I won’t pretend that I’ve seen all of director Paul WS Anderson’s work. I’m not sure that I’ve even sat through an entire Resident Evil movie. But I’ve seen enough of what he’s done to have an expectation that his films are going to be tacky and juvenile, and are going to be aimed at audiences who are lacking in discerning tastes. Because of this, I wasn’t too excited to hear that he was going to turn the destruction of the city of Pompeii into a historical disaster epic. Once it was announced that Kit Harington and Emily Browning were going to be playing his leads, however, suddenly I found new interest that bubbled up and threatened to erupt out of seemingly nowhere.
With leads as powerfully attractive and inarguably crush-worthy as Harington and Browning, could it be possible that Pompeii would be able to rein in Anderson’s worst tendencies enough to properly focus on their beauty and at least be an enjoyable guilty pleasure? Happily, for everyone as shallow as me, it does. Good lord, those two are on fire in this movie. Harington, with those glistening abs and those pouty lips. Damn. Browning, with her milky skin and that angel face. Shit. You get so caught up in ogling them that you tend to forget that a giant volcano is about to erupt and kill everybody.
There’s still a plot that happens in the background of the beauty pageant and the natural disaster though. Harington is playing a slave who watched his entire family get murdered in front of him when he was very young, and who has been trained as a gladiator ever since. Browning is playing the daughter of the dude who controls Pompeii. She recently had some troubles with a potential suitor who was pursuing her too aggressively when she was living in Rome. Kiefer Sutherland plays a Roman Senator who happens to be the dude who killed Harington’s family, who happens to be the guy who was pursuing Browning in Rome, and who has just arrived in Pompeii to make everyone’s lives miserable. Things get especially messy once he finds out that Harington and Browning have been making star-crossed eyes at each other.
Let’s not get too hung up on the plot though. That’s not really what’s important here, and whenever the movie is trying to establish its characters or milk the interpersonal drama between them is when it’s at its worst. All you have to know is that the two kids want to bone and an old jerk doesn’t want them to, so he’s going to use his power and influence to make sure that the rich girl’s parents force her into marrying him and the slave boy gets gruesomely killed in the arena. Once we get into that arena and the gladiator fights start happening is when the movie gets good. Or, it’s at least when it gets watchable.

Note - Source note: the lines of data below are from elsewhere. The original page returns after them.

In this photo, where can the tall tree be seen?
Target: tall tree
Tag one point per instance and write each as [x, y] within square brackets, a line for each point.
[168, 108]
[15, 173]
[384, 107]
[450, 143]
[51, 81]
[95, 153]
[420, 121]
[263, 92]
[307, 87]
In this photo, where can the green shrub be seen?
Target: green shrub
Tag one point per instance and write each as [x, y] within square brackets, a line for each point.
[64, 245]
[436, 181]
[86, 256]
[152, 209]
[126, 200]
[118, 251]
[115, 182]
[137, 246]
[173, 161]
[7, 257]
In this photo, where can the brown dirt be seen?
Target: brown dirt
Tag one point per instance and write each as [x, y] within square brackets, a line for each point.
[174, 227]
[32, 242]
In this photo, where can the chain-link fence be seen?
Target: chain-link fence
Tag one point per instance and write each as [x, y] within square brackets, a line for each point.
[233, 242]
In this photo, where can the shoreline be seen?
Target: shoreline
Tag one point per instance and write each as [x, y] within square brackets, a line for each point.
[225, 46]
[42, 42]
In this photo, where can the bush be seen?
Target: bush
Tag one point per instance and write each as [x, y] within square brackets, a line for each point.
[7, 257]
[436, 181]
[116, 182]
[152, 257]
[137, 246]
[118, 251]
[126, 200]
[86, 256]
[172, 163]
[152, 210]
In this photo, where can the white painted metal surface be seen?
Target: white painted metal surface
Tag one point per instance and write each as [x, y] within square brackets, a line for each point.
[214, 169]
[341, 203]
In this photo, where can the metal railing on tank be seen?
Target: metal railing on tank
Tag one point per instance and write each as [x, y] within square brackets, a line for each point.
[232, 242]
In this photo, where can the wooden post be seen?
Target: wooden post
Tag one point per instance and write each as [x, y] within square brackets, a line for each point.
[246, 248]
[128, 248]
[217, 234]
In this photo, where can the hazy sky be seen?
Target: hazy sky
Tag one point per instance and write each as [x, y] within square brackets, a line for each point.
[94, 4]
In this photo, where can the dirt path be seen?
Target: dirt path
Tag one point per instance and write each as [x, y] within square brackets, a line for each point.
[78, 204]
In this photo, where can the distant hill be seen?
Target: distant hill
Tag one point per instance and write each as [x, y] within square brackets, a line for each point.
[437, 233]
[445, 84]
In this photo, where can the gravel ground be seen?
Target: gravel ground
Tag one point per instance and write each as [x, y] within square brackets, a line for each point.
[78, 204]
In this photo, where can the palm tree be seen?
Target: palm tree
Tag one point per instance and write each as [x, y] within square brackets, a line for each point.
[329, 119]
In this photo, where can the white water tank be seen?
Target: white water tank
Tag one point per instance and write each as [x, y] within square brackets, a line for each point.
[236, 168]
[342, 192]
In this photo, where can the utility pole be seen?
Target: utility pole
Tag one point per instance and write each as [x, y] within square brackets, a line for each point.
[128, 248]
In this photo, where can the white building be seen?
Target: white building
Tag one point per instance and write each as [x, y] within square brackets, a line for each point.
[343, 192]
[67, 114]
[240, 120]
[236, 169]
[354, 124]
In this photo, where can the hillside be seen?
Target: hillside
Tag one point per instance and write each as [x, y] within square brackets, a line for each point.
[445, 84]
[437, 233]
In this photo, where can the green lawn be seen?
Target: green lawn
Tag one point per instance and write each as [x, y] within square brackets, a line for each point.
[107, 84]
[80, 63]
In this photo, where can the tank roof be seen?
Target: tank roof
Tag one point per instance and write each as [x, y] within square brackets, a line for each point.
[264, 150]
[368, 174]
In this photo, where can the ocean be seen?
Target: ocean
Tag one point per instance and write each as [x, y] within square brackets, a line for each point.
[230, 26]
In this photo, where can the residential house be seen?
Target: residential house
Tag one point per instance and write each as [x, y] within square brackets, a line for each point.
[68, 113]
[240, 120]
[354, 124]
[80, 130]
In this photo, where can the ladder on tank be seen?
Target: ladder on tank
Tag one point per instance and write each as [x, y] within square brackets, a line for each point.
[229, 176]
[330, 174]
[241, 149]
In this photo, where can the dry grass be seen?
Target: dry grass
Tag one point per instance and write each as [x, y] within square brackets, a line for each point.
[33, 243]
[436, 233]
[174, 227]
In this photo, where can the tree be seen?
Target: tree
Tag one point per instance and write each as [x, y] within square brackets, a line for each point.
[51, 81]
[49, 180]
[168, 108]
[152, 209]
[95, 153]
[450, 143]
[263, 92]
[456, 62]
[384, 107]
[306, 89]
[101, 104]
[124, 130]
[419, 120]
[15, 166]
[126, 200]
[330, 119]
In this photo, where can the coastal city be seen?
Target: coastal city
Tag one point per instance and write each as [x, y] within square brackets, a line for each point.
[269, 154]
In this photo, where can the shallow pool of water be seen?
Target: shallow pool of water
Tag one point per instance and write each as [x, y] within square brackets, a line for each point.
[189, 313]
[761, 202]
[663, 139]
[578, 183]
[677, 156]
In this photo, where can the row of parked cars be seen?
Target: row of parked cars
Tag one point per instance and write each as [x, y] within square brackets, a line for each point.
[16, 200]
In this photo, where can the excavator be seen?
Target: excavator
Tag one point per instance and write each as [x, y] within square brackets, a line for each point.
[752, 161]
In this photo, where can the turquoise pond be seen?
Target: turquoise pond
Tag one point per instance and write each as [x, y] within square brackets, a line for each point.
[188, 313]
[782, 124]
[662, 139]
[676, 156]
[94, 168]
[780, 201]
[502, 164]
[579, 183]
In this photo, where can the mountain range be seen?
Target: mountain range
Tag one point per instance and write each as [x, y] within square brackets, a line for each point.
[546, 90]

Basically, the entire second half of Pompeii is a bunch of gladiators and soldiers battling in an arena, an erupting volcano wiping an entire city off of the map and killing everyone during the battles, and a bunch of one-on-one moments both violent and romantic that get shared between the main players as all of the destruction is happening in the background. It’s all wildly stupid, but still fun enough that it’s not so bad the sit through once. To be more clear, it’s watchable because the camera work is skilled enough and the effects are strong enough that you can follow and be engaged by the action that’s happening on the screen without thinking about the crafting, and it’s stupid because the fire, rock, and ash raining down from the heavens is the sort that stops and starts whenever the script needs it to. Need there to be a chase scene? Death is raining down from above. Need there to be a tender dialogue scene? The death and noise stops for exactly the amount of time it needs to so that everyone can say what they need to say.
The presentation is so unbelievably phony that the movie never really engages your emotions in any way. It’s tough to create thrilling moments before you’ve established a sense of reality or danger, and this movie contains no reality and no danger whatsoever. The protagonists here exist so comfortably and for so long in the midst of utter doom and destruction that after about two minutes of it, any stakes it might have had are completely out the window. The movie does work as spectacle though—as eye candy—and Sutherland is so sneering, smarmy, and despicable as the villain that the action never just becomes meaningless noise. You hate him so much that you stay engaged as you impatiently wait for the moment when he’ll finally get his comeuppance. In Kiefer we trust.
With Pompeii, Anderson has made a movie that’s simple, pandering, and unapologetically stupid, but seeing as it’s so unapologetic about what it is and seeing as it doesn’t ever try to overextend itself, it doesn’t end up being all that offensive to watch. It’s a fun enough way to kill some time, just so long as you’re prepared to laugh along at everything it serves up and don’t approach it with any sort of expectations or, god forbid, a desire to pick it apart. Often when people are defending movies like this they say to “turn your brain off,” but that’s not really a good way to describe what you’re doing. If you have to turn your brain off, it’s because a movie is stupid and offers up no real pleasures in return for its stupidity.
If something isn’t really any good, but is mostly just trying to be a casual romp, what you really have to do is re-contextualize it as camp. Hit it with a dusting of irony and chuckle at the intentions of the creators. That’s not really turning your brain off at all. If anything, it’s actually choosing to look at something at a deeper than surface level. See? It tricked you into thinking. Movies like Pompeii aren’t quite as stupid as you thought. Maybe.